I always used the design principle "Write locally, read over NFS".  This obviated locking issues and fit in with the idea of fate-sharing: a write would always succeed, even if reading would have to wait until R (the machine doing the reading) was up.  The only additional thing I needed was the ability for W (the machine doing the writing) to notify R that something had changed, which I did by having R run a process that listened on a port that would be opened and then closed by W: no data flowed over this connection.  If this connection could not be made, the process on the W side would loop in bounded exponential backoff. 

On Sun, Jul 5, 2020 at 4:09 PM Clem Cole <clemc@ccc.com> wrote:


On Sun, Jul 5, 2020 at 10:43 AM Larry McVoy <lm@mcvoy.com> wrote:
My guess is that other people didn't understand the "rules" and did
things that created problems.  Sun's clients did understand and did
not push NFS in ways that would break it.
I >>believe<< that a difference was file I/O was based on mmap on SunOS and not on other systems (don't know about Solaris).   The error was handled by the OS memory system.  You tell me about how SGI handled I/O.  Tru64 used mmap and I think macOS does also from the Mach heritage.   RTU/Ultrix was traditional BSD.  Stellix was SRV3.  Both had a file system cache with write-behind.

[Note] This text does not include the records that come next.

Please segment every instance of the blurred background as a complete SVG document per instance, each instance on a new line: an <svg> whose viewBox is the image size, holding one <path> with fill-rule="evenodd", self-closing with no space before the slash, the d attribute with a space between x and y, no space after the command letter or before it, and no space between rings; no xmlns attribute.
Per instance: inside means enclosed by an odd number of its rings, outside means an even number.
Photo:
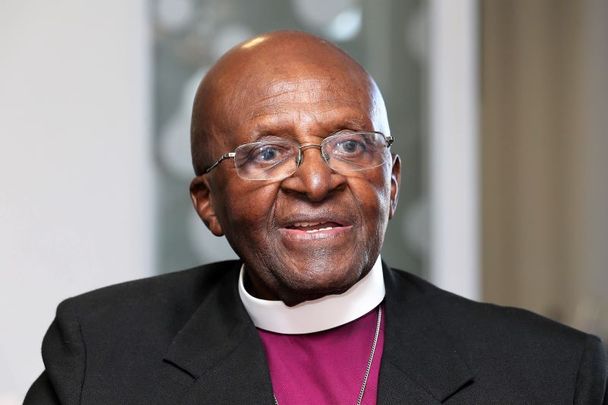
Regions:
<svg viewBox="0 0 608 405"><path fill-rule="evenodd" d="M608 338L608 2L0 3L0 405L64 298L235 257L190 206L193 94L236 43L325 37L404 168L383 258Z"/></svg>

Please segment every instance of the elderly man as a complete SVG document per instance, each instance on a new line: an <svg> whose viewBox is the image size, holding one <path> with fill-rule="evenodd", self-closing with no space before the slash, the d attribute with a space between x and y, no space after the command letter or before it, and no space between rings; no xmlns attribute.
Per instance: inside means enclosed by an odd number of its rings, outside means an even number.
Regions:
<svg viewBox="0 0 608 405"><path fill-rule="evenodd" d="M26 404L601 404L599 339L380 260L400 160L365 70L310 35L229 51L192 114L194 207L239 262L69 299Z"/></svg>

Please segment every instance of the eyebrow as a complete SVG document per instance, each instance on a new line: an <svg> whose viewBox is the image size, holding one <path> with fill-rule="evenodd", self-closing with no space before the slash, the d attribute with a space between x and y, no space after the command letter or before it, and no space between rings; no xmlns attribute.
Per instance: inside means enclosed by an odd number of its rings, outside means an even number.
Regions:
<svg viewBox="0 0 608 405"><path fill-rule="evenodd" d="M331 135L342 130L352 131L372 131L372 121L370 119L359 119L356 117L349 117L344 120L330 122L330 123L319 123L319 128L325 135ZM288 135L293 134L293 125L279 125L274 123L258 123L253 131L250 133L251 138L249 142L258 142L265 138L285 138Z"/></svg>

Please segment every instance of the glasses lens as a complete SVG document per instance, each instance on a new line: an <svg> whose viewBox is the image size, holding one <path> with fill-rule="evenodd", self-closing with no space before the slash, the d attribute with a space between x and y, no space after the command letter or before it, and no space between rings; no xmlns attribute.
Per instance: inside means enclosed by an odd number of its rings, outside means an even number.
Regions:
<svg viewBox="0 0 608 405"><path fill-rule="evenodd" d="M237 174L247 180L274 180L296 170L298 146L286 140L241 145L234 151Z"/></svg>
<svg viewBox="0 0 608 405"><path fill-rule="evenodd" d="M374 132L337 133L325 139L323 152L329 167L337 172L378 167L389 156L384 135Z"/></svg>

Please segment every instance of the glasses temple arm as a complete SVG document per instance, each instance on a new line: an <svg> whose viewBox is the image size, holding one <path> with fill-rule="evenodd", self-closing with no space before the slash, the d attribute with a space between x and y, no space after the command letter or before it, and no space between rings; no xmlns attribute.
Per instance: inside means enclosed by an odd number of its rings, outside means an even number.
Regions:
<svg viewBox="0 0 608 405"><path fill-rule="evenodd" d="M224 153L218 160L216 160L211 166L205 169L205 174L209 173L211 170L215 169L215 166L219 165L222 160L234 158L236 153L234 152L226 152Z"/></svg>

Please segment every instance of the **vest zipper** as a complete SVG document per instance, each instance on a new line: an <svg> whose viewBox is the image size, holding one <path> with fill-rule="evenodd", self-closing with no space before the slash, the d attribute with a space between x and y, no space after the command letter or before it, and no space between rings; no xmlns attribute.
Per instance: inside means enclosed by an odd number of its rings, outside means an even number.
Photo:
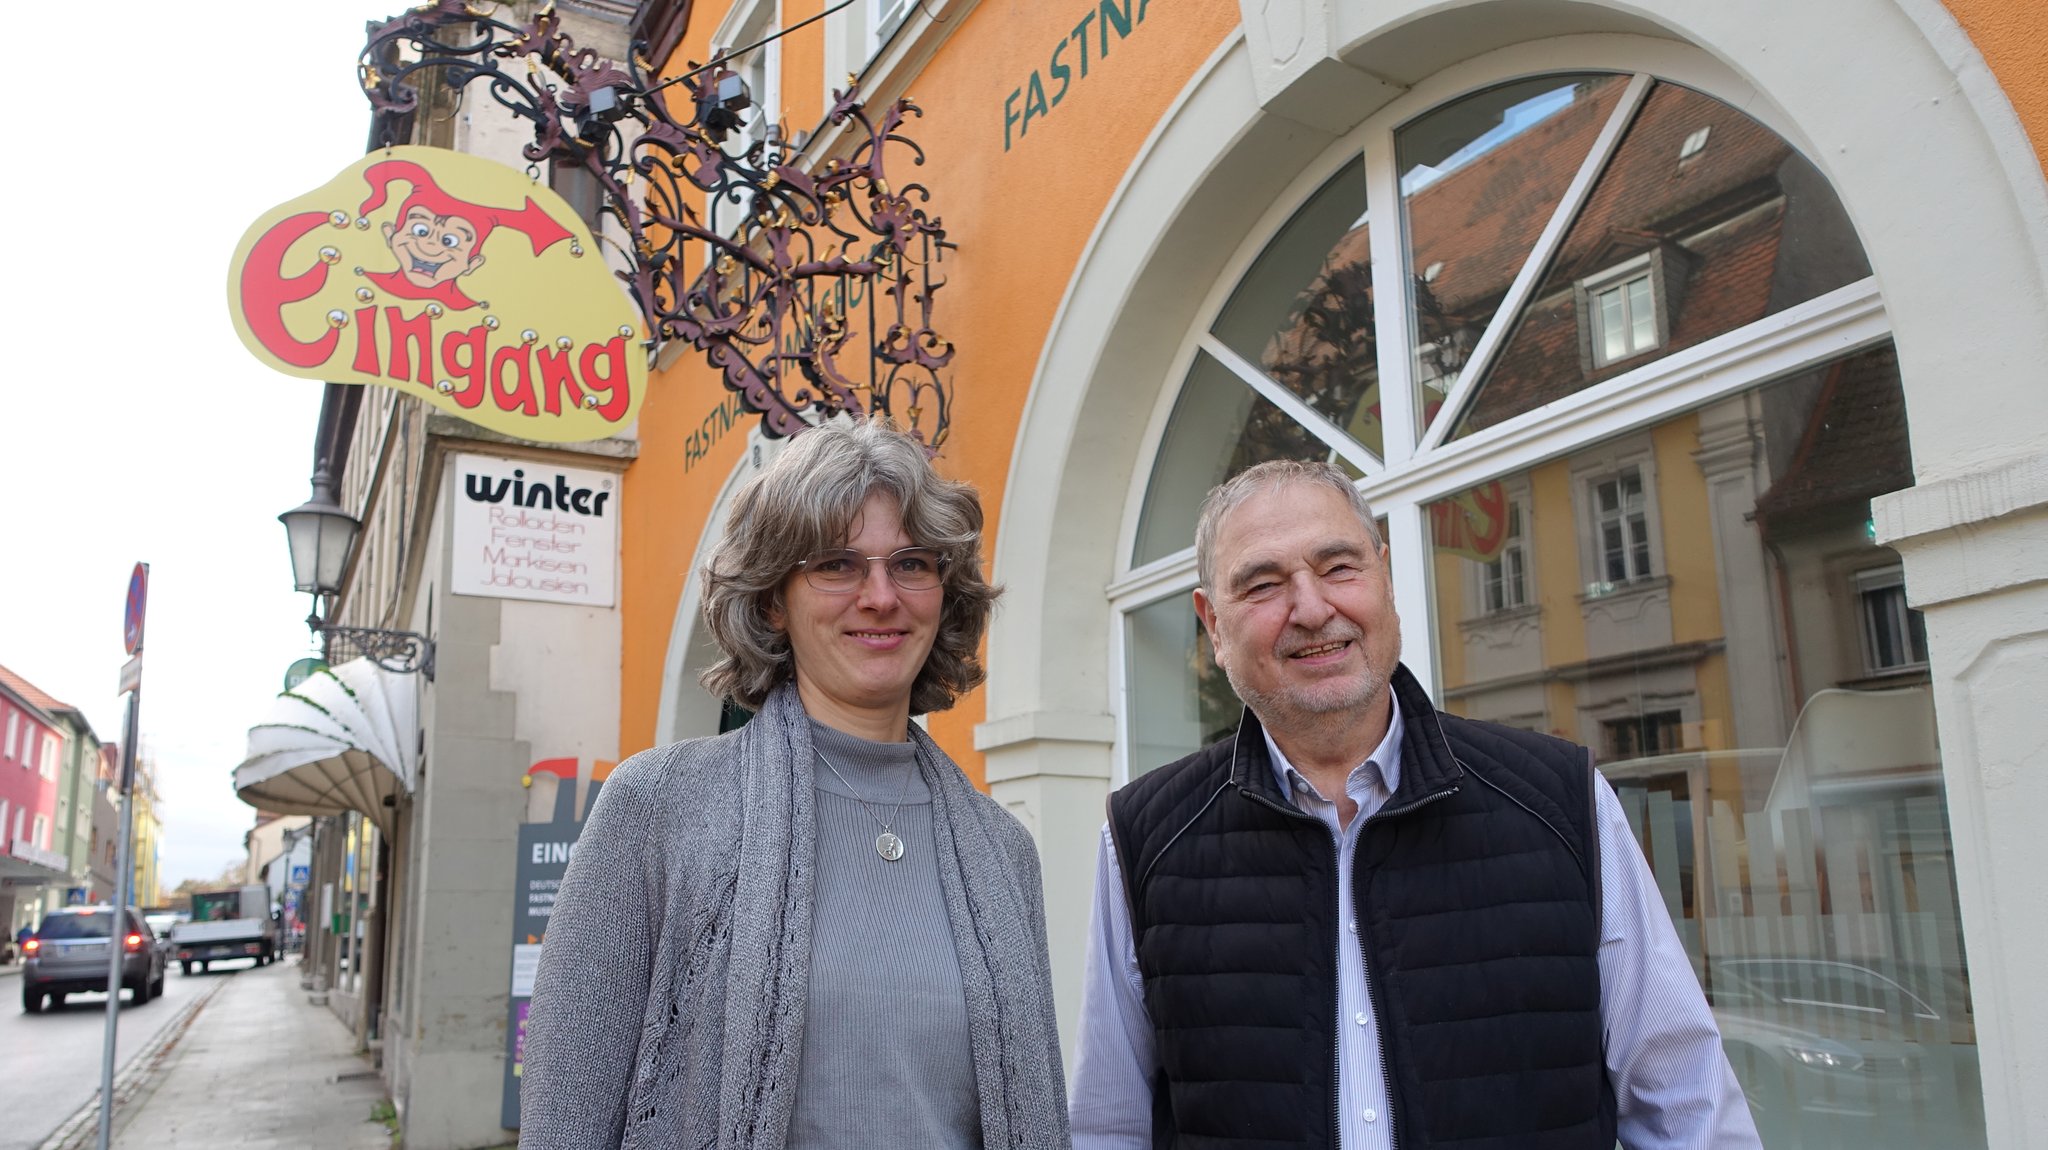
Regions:
<svg viewBox="0 0 2048 1150"><path fill-rule="evenodd" d="M1294 806L1291 803L1285 805L1276 803L1271 801L1270 799L1267 799L1264 795L1255 794L1249 790L1246 790L1243 793L1246 798L1249 798L1256 803L1276 810L1283 815L1289 815L1293 818L1304 819L1308 822L1315 823L1317 826L1322 827L1325 831L1328 831L1330 829L1330 824L1315 817L1314 815L1309 814L1307 811L1302 810L1300 807ZM1416 810L1421 807L1426 807L1429 804L1436 802L1438 799L1447 799L1457 793L1458 788L1445 787L1443 790L1435 791L1431 794L1424 795L1421 798L1416 799L1412 803L1408 803L1404 806L1395 808L1393 810L1389 810L1386 807L1381 807L1379 810L1374 811L1370 816L1366 818L1365 823L1358 828L1358 845L1352 847L1353 860L1355 861L1358 857L1356 853L1358 847L1363 846L1365 844L1366 827L1369 827L1373 823L1378 822L1382 817L1391 815L1405 815L1410 811ZM1332 832L1330 835L1330 852L1333 856L1331 861L1334 864L1334 866L1337 867L1341 867L1344 865L1344 844L1341 835L1341 831ZM1356 868L1354 867L1354 869ZM1358 890L1355 884L1351 891L1351 901L1354 904L1356 904L1358 901ZM1381 1021L1387 1017L1387 1005L1386 1002L1380 997L1378 983L1373 981L1372 964L1370 962L1365 961L1365 944L1368 940L1367 932L1371 928L1367 925L1365 921L1365 916L1358 914L1355 905L1350 907L1339 906L1337 908L1338 946L1345 945L1343 918L1346 913L1350 913L1356 916L1355 921L1358 923L1359 947L1358 969L1365 975L1365 996L1366 998L1372 1001L1372 1036L1373 1041L1379 1046L1380 1052L1380 1089L1387 1096L1387 1145L1392 1147L1393 1150L1400 1150L1400 1128L1394 1124L1394 1074L1393 1071L1389 1069L1389 1063L1387 1062L1387 1028L1381 1025ZM1336 974L1336 977L1331 982L1333 991L1330 1001L1330 1018L1335 1024L1330 1032L1330 1066L1333 1071L1330 1079L1330 1121L1332 1123L1330 1127L1330 1141L1334 1146L1342 1147L1344 1144L1344 1061L1342 1040L1337 1037L1337 1035L1341 1033L1342 1028L1344 1026L1344 1019L1340 1017L1344 1005L1344 974L1343 966L1341 963L1339 964L1337 970L1334 973Z"/></svg>
<svg viewBox="0 0 2048 1150"><path fill-rule="evenodd" d="M1307 811L1302 810L1300 807L1297 807L1292 803L1276 803L1266 798L1264 795L1258 794L1250 790L1244 790L1243 794L1246 798L1252 800L1253 802L1258 803L1259 805L1264 807L1269 807L1275 811L1280 812L1283 815L1288 816L1289 818L1300 819L1304 822L1311 822L1323 828L1324 831L1330 831L1330 824L1324 822L1323 820L1315 817L1312 814L1309 814ZM1361 828L1361 831L1362 830L1363 828ZM1336 873L1337 868L1344 865L1344 844L1343 840L1339 837L1339 833L1340 832L1334 831L1330 832L1330 871L1333 875ZM1336 924L1338 946L1344 945L1343 919L1344 907L1340 905L1337 907L1338 921ZM1331 957L1334 958L1336 956L1333 954ZM1361 966L1362 965L1363 963L1361 963ZM1343 963L1340 961L1337 965L1337 969L1331 971L1330 973L1330 1020L1332 1023L1332 1028L1330 1030L1330 1145L1332 1147L1332 1150L1340 1150L1340 1148L1344 1145L1344 1040L1340 1037L1340 1035L1343 1034L1344 1028L1344 1019L1342 1017L1344 1009ZM1367 986L1370 987L1370 985L1371 980L1368 979ZM1384 1067L1386 1057L1386 1050L1384 1047L1381 1048L1380 1055L1381 1066Z"/></svg>
<svg viewBox="0 0 2048 1150"><path fill-rule="evenodd" d="M1379 821L1381 816L1390 813L1397 815L1406 814L1409 811L1415 810L1419 807L1426 807L1429 804L1436 802L1438 799L1449 798L1450 796L1455 795L1457 793L1458 788L1445 787L1443 790L1436 791L1432 794L1424 795L1421 798L1415 800L1414 802L1409 803L1407 806L1401 807L1399 810L1389 812L1387 808L1381 807L1379 810L1374 811L1371 814L1371 816L1369 816L1365 820L1365 823L1358 828L1358 842L1351 848L1351 857L1354 864L1356 863L1356 860L1358 858L1357 852L1365 846L1366 830L1370 828L1373 823ZM1352 869L1356 871L1357 867L1354 865ZM1366 943L1370 941L1372 925L1366 920L1366 917L1364 915L1358 913L1358 886L1356 875L1354 875L1352 879L1351 902L1352 906L1348 908L1339 909L1350 910L1351 913L1355 916L1353 921L1358 923L1358 969L1364 972L1365 974L1365 996L1372 1002L1372 1036L1373 1041L1378 1044L1380 1051L1380 1089L1384 1091L1387 1096L1387 1146L1390 1148L1390 1150L1401 1150L1401 1127L1394 1120L1394 1071L1392 1068L1392 1064L1387 1061L1387 1028L1385 1026L1385 1020L1387 1017L1387 1003L1386 1000L1380 996L1379 983L1373 979L1372 963L1366 961L1365 957L1366 952L1368 950ZM1342 993L1342 991L1340 990L1339 993ZM1337 1025L1344 1025L1344 1020L1341 1018L1338 1019ZM1342 1103L1340 1102L1339 1105L1341 1106ZM1340 1128L1342 1127L1342 1119L1343 1115L1339 1114L1338 1120Z"/></svg>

I never knew for sure, but I always suspected that was crux of the difference in how/where the write failure were handled.  But as you pointed out, many production NFS sites not running Suns had huge problems with holes in files that were not discovered until it was too late to fix them.  SCCS/RCS repositories were particularly suspect and because people tried to use them for shared development areas, it could be a big issue.